Zoom sur les projets citoyens éoliens en Maine-et-Loire. Comment les citoyens font-ils pour faire aboutir leur projet ?

Parcs éoliens citoyens dans le Maine-et-Loire
© AA

Déjà 2 parcs éoliens citoyens sont en marche dans le Maine-et-Loire. 2 en construction. Et 3 en cours de réflexion. Autant dire que les angevins - et en particulier les agriculteurs - ont compris l’intérêt d’investir dans les énergies éoliennes. Sans doute, le succès du premier parc éolien de la Jacterie à Saint-Georges-des-Gardes a fait des émules. Le partage de l’expérience des uns a facilité le développement des projets des autres.
« Pour réussir un projet, le collectif doit représenter l’ensemble de la population du territoire. Avec des profils variés, les citoyens ont des motivations différentes. Certains ont des convictions écologiques, d’autres voient les retombées économiques sur le territoire. Le lien social sera plus important pour d’autres… », souligne Raphaël Traineau, chef de projets pour Energie Partagée basée à Chemillé. Cette structure conseille, soutient les collectifs citoyens porteurs de projet et investit à leurs côtés grâce à l’épargne citoyenne.
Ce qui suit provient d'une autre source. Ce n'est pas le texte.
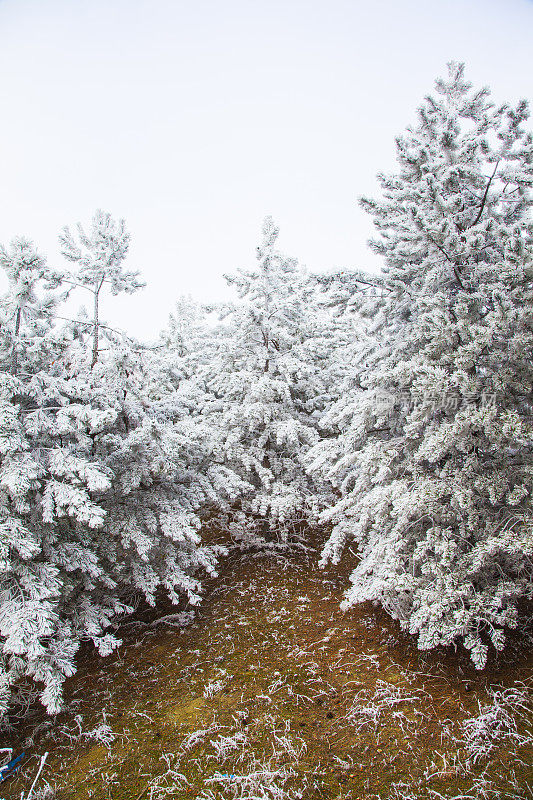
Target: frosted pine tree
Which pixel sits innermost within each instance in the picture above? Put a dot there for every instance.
(267, 385)
(101, 489)
(436, 479)
(99, 257)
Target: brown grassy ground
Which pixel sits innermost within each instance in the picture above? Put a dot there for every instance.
(271, 693)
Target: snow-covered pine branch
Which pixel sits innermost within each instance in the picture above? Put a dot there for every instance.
(435, 457)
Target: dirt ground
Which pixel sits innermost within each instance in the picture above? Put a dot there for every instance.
(272, 692)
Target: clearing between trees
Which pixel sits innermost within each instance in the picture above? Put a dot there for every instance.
(272, 692)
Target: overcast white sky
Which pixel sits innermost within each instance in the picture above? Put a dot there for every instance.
(194, 119)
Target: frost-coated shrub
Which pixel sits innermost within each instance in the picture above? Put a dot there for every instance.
(435, 459)
(102, 487)
(268, 387)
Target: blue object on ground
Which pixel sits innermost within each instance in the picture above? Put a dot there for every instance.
(11, 767)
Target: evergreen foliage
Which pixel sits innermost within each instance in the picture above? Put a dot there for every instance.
(436, 471)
Malgré ces différences, le collectif a des valeurs communes fortes. « Par exemple, pour Atout Vent, il s’agit du partage, de l’action collective et du développement du territoire ». Le soutien des collectivités locales est aussi essentiel pour faire aboutir un projet.
Mais pourquoi se lancer dans des projets d’une telle ampleur ? « Les retombées d’un parc éolien porté par des citoyens sont 2 à 3 fois plus importantes pour le territoire, en particulier grâce aux dividendes qui alimentent l'économie locale et grâce à l'emploi local généré », constate Raphaël Traineau. Autre atout : les projets sont mieux acceptés en raison du travail de concertation locale et la transparence sur la gouvernance. « Les éoliennes sont les mêmes, mais la perception change quand on sait qu’elles profitent au territoire. »

Besoin de compétences
Lenteurs administratives, montage financier complexe, recours juridiques longs… Le montage d’un parc éolien est loin d’être un long fleuve tranquille. Les citoyens doivent acquérir des compétences particulières. « A Energie Partagée, nous demandons une simplification des démarches administratives pour les collectifs citoyens qui n'ont pas les moyens de grands groupes industriels », souligne Raphaël Traineau.
Aujourd’hui, les collectifs existants se sont même dotés de moyens techniques et humains en commun pour faciliter le parcours des collectifs citoyens à venir. « Ils ont mis en place des outils d’aide, ils accompagnent et proposent des formations pour les futurs collectifs ». Le but de cette synergie est toujours le même : capter plus de valeur pour les territoires.
Agriculteurs et propriétaires fonciers ont un rôle majeur à jouer dans la mise en place de parc éolien citoyen. « Ils sont  les premiers à être démarchés par les développeurs », explique le chef de projets. « Un agriculteur ne le sait pas toujours. Mais il a le droit de donner ses conditions pour la mise en place d’un parc éolien ». à son échelle, il peut faire en sorte que les retombées économiques profitent à son territoire. « Pour cela, il doit se faire connaître, se rapprocher de collectifs locaux, de l’association Atout vent, du réseau de l'énergie citoyenne en Pays de la Loire Récit… »
Pour le chef de projets, les agriculteurs ont des atouts pour monter des projets citoyens d’énergies renouvelables : « ils ont l'habitude des projets collectifs et sont souvent impliqués dans la vie locale. De par leur métier, ils ont des compétences en gestion d'entreprise et financement de projet ».

H.R.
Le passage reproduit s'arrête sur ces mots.